Early Transcriptome Signatures from Immunized Mouse Dendritic Cells Predict Late Vaccine-Induced T-Cell Responses

Systems biology offers promising approaches for identifying response-specific signatures to vaccination and assessing their predictive value. Here, we designed a modelling strategy aiming to predict the quality of late T-cell responses after vaccination from early transcriptome analysis of dendritic cells. Using standardized staining with tetramer, we first quantified antigen-specific T-cell expansion 5 to 10 days after vaccination with one of a set of 41 different vaccine vectors all expressing the same antigen. Hierarchical clustering of the responses defined sets of high and low T cell response inducers. We then compared these responses with the transcriptome of splenic dendritic cells obtained 6 hours after vaccination with the same vectors and produced a random forest model capable of predicting the quality of the later antigen-specific T-cell expansion. The model also successfully predicted vector classification as low or strong T-cell response inducers of a novel set of vaccine vectors, based on the early transcriptome results obtained from spleen dendritic cells, whole spleen and even peripheral blood mononuclear cells. Finally, our model developed with mouse datasets also accurately predicted vaccine efficacy from literature-mined human datasets.

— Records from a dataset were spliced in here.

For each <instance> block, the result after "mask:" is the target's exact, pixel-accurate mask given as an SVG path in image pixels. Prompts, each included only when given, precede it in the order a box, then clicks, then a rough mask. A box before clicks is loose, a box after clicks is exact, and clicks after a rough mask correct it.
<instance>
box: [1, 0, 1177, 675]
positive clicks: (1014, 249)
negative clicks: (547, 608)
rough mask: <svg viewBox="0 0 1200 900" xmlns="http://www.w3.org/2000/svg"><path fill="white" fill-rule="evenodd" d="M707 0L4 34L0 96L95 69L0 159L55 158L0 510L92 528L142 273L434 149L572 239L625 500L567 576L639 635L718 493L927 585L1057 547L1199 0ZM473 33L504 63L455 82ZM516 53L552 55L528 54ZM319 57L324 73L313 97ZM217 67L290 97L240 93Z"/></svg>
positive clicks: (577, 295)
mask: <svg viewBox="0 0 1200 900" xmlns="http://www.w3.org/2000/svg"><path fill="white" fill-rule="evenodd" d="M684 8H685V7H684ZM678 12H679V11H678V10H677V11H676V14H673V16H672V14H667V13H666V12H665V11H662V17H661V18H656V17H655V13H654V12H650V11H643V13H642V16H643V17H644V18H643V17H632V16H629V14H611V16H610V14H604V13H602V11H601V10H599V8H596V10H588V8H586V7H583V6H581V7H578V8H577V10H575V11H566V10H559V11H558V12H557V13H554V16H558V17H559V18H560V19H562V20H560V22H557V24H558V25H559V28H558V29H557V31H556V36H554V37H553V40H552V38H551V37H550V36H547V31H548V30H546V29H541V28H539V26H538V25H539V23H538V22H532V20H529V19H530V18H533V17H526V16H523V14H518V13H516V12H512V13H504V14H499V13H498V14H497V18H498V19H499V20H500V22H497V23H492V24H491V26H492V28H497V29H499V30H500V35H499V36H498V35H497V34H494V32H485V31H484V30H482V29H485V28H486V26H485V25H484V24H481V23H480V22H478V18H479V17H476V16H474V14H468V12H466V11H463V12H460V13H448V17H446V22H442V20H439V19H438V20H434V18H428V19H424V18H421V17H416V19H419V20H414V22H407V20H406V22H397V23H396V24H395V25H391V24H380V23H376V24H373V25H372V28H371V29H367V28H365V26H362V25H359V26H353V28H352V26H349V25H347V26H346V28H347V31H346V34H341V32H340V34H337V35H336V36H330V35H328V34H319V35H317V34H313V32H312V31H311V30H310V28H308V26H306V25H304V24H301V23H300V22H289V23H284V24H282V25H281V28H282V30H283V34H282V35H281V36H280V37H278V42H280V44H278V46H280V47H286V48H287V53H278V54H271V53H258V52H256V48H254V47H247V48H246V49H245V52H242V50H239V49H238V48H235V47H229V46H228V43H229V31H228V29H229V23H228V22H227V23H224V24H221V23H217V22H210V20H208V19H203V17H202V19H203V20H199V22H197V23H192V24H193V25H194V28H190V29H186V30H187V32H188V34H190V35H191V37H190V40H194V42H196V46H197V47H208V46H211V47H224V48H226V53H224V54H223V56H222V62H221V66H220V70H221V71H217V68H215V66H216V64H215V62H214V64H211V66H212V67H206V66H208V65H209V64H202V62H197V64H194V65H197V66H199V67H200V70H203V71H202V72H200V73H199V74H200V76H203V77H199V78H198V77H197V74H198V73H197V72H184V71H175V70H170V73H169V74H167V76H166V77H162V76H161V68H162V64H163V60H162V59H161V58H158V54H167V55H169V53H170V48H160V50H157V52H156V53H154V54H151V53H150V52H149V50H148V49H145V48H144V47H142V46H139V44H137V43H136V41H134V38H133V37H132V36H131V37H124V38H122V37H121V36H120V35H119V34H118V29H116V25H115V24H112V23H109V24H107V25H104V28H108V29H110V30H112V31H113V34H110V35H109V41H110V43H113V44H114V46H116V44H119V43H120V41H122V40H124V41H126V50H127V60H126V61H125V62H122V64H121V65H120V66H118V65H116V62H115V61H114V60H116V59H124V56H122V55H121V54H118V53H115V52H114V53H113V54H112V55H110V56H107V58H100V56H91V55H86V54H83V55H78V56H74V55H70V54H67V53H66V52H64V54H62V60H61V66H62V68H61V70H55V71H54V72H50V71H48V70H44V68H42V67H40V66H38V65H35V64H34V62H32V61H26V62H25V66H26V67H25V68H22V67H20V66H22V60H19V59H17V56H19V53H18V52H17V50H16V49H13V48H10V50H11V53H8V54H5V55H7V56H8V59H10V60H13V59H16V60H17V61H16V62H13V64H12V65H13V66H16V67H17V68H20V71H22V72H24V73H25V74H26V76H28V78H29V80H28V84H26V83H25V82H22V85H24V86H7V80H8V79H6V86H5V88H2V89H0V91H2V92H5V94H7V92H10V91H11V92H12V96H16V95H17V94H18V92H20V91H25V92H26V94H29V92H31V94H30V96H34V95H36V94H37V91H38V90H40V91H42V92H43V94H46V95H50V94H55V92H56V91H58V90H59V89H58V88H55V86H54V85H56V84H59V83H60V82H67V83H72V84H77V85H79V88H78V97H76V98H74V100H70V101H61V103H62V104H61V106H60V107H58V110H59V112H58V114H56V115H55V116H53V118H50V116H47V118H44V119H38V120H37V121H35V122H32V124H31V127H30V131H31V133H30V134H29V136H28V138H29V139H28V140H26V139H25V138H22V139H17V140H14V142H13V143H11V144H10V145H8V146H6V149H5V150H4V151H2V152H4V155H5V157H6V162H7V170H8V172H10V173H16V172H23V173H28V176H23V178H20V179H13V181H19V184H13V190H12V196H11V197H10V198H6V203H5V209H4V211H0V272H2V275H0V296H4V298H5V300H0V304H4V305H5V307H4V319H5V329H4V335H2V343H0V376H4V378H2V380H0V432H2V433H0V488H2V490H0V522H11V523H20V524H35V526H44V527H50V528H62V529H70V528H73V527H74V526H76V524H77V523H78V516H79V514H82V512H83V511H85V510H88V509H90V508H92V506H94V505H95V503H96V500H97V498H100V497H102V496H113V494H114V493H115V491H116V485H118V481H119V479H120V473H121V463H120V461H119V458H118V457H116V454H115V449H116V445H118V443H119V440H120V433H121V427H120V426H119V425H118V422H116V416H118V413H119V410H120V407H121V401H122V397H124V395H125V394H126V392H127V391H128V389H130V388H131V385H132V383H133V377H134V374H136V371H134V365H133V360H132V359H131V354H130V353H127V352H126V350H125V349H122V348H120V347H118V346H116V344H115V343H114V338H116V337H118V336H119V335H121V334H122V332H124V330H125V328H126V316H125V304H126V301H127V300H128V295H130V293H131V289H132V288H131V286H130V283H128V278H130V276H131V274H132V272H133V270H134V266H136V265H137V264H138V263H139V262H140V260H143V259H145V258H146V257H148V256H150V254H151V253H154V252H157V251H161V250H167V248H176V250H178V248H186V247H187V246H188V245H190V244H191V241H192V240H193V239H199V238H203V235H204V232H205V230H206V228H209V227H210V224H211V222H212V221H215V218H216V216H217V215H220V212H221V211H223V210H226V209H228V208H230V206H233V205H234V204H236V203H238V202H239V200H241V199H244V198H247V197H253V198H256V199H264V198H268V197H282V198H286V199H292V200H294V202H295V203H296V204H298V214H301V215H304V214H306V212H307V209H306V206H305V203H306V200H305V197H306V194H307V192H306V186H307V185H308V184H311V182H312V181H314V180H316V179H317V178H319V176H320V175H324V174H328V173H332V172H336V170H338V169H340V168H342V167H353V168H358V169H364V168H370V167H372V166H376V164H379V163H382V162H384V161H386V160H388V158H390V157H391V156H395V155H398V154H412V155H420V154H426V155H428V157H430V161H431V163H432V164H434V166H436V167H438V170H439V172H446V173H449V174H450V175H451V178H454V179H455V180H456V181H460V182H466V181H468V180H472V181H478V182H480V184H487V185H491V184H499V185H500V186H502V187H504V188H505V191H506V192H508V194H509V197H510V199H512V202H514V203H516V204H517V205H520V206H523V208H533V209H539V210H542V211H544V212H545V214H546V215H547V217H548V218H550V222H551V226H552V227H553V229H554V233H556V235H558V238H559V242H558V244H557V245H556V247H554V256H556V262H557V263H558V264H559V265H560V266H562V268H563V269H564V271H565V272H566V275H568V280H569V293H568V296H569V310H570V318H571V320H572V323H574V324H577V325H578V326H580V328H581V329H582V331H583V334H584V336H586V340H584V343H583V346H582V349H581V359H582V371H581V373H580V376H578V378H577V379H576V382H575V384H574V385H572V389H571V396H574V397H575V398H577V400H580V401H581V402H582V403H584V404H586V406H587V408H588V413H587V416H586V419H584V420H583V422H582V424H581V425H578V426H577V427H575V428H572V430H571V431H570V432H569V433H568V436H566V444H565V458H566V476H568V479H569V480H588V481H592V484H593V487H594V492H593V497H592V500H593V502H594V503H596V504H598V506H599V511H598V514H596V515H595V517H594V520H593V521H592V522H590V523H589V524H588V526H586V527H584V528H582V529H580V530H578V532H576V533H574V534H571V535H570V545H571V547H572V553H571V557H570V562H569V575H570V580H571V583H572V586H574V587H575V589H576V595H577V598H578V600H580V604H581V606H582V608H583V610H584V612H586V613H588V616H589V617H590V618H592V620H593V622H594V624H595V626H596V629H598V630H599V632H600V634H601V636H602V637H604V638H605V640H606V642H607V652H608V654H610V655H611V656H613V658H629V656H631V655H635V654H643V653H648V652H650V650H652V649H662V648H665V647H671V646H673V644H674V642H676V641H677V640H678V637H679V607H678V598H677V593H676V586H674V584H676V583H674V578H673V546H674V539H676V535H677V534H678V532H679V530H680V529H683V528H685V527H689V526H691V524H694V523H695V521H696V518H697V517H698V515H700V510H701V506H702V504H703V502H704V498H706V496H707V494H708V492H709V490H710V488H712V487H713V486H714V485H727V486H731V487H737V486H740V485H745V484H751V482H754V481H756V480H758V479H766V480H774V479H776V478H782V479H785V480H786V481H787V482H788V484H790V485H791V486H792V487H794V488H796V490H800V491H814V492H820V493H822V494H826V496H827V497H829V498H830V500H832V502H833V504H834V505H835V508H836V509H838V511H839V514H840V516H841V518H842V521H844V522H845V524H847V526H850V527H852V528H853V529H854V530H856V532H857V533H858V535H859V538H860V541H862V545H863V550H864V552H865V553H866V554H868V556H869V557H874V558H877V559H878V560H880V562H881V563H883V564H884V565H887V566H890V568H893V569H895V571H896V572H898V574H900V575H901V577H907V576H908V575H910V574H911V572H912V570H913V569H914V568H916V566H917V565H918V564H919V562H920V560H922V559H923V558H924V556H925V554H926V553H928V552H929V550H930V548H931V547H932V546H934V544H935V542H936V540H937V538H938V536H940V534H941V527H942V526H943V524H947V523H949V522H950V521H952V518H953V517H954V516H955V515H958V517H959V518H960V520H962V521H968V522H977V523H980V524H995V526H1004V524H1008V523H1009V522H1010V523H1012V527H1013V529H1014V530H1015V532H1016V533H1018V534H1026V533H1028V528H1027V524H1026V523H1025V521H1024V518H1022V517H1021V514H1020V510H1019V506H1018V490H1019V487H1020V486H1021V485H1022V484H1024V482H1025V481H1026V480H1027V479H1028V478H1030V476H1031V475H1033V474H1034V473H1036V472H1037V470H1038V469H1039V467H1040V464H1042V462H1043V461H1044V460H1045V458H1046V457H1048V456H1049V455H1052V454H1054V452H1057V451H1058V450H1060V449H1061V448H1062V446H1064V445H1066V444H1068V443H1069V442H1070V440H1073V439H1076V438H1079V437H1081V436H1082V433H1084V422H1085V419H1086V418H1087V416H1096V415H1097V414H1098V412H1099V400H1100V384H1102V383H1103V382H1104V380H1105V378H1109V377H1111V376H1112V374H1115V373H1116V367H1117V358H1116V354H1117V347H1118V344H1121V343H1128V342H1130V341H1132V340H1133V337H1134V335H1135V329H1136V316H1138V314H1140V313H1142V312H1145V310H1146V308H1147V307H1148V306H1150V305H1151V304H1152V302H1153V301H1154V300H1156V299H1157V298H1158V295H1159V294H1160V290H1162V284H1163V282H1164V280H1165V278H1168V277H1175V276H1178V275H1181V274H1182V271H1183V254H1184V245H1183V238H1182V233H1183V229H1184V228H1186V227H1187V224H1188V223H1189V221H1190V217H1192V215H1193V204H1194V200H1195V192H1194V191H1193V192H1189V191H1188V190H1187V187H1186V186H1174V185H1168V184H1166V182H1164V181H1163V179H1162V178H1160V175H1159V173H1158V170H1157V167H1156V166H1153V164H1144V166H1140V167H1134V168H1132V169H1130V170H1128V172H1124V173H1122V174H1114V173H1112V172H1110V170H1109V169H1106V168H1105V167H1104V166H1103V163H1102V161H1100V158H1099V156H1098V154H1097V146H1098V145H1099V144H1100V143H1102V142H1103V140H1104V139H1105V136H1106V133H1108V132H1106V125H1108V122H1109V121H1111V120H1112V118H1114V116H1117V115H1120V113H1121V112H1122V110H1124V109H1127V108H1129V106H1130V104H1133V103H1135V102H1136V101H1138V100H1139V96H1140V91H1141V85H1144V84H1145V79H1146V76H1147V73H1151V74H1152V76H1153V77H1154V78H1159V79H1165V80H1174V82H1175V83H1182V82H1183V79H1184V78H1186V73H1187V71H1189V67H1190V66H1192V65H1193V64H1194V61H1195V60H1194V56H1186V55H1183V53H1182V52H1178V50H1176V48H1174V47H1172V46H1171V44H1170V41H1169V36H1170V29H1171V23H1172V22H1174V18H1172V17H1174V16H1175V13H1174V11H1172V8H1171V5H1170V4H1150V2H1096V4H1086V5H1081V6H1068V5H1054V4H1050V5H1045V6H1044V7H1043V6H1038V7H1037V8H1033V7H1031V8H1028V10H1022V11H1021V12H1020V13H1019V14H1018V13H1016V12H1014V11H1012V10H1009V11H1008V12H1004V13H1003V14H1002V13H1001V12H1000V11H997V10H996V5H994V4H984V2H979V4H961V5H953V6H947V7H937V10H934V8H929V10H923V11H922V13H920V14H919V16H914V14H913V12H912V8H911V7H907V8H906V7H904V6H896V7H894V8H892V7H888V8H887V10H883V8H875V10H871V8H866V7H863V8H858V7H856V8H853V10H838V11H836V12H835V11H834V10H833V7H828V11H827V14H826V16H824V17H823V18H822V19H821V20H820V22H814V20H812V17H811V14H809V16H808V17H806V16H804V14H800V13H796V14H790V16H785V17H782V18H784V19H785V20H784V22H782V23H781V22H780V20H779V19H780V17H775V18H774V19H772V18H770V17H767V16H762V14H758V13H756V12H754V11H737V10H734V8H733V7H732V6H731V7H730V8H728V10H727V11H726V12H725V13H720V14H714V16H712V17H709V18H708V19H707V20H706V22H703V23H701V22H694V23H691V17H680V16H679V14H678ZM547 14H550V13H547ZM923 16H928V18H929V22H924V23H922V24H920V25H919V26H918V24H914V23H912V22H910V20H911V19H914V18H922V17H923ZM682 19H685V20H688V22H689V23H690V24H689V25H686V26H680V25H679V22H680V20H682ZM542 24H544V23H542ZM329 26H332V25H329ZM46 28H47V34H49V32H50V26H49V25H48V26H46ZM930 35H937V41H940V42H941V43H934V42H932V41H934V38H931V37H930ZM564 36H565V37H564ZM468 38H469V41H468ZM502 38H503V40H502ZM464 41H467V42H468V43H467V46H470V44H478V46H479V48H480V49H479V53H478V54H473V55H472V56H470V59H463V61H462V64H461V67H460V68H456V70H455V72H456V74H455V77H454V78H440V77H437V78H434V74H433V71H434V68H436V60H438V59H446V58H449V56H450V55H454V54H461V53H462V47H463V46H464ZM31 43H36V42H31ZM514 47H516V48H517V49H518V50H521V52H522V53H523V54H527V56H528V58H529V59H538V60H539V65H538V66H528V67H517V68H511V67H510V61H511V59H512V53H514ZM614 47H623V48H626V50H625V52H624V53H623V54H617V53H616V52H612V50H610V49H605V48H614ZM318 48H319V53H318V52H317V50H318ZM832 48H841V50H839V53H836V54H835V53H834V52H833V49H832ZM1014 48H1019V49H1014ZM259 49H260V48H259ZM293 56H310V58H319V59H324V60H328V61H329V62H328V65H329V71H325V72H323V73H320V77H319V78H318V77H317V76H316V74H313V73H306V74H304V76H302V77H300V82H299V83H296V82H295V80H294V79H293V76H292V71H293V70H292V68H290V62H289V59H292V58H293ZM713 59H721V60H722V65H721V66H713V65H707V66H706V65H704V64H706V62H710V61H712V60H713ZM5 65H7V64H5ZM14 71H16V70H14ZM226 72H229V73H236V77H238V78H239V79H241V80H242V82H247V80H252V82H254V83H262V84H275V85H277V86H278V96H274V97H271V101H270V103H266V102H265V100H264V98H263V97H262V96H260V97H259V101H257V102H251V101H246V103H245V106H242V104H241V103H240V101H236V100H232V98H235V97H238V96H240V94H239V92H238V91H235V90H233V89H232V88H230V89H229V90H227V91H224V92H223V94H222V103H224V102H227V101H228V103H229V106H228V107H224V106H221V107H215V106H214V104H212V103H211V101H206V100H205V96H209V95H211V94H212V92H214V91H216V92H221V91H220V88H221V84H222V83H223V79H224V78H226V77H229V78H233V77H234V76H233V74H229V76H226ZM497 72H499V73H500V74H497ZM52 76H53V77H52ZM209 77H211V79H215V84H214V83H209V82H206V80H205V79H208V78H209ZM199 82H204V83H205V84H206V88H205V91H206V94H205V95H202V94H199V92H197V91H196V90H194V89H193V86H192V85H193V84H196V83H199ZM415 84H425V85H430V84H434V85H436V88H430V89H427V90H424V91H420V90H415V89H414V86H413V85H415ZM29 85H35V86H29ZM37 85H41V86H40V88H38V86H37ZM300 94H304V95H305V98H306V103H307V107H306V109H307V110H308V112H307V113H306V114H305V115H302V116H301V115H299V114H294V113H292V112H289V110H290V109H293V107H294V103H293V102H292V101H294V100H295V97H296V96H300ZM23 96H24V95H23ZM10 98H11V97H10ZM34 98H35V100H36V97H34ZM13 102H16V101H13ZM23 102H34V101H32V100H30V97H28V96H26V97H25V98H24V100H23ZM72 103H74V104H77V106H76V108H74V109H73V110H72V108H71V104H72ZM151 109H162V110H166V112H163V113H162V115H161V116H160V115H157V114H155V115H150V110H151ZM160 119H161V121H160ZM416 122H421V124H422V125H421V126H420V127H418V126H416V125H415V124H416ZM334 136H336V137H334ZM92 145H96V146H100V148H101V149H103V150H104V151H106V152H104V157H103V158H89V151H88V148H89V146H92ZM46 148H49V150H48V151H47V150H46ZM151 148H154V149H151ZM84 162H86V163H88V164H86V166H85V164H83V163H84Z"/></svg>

系统生物学为鉴定疫苗接种的应答特异性特征、评估其预测价值提供了颇具前景的研究路径。本研究设计了一套建模策略，旨在通过对树突状细胞（dendritic cells）的早期转录组分析，预测疫苗接种后晚期T细胞应答的质量。研究人员首先采用四聚体（tetramer）标准化染色方法，对接种41种表达同一抗原的不同疫苗载体后5至10天的抗原特异性T细胞扩增水平进行定量。通过对各类应答结果进行层级聚类，划分出高T细胞应答诱导组与低T细胞应答诱导组。随后，研究人员将上述应答特征与接种后6小时获取的脾脏树突状细胞转录组数据进行比对，构建出可精准预测后续抗原特异性T细胞扩增质量的随机森林模型。该模型还可基于从脾脏树突状细胞、全脾脏乃至外周血单个核细胞（peripheral blood mononuclear cells）获取的早期转录组结果，成功对新型疫苗载体的T细胞应答诱导能力进行强弱分类。最后，本研究基于小鼠数据集开发的模型，同样可通过文献挖掘获得的人类数据集准确预测疫苗的效力。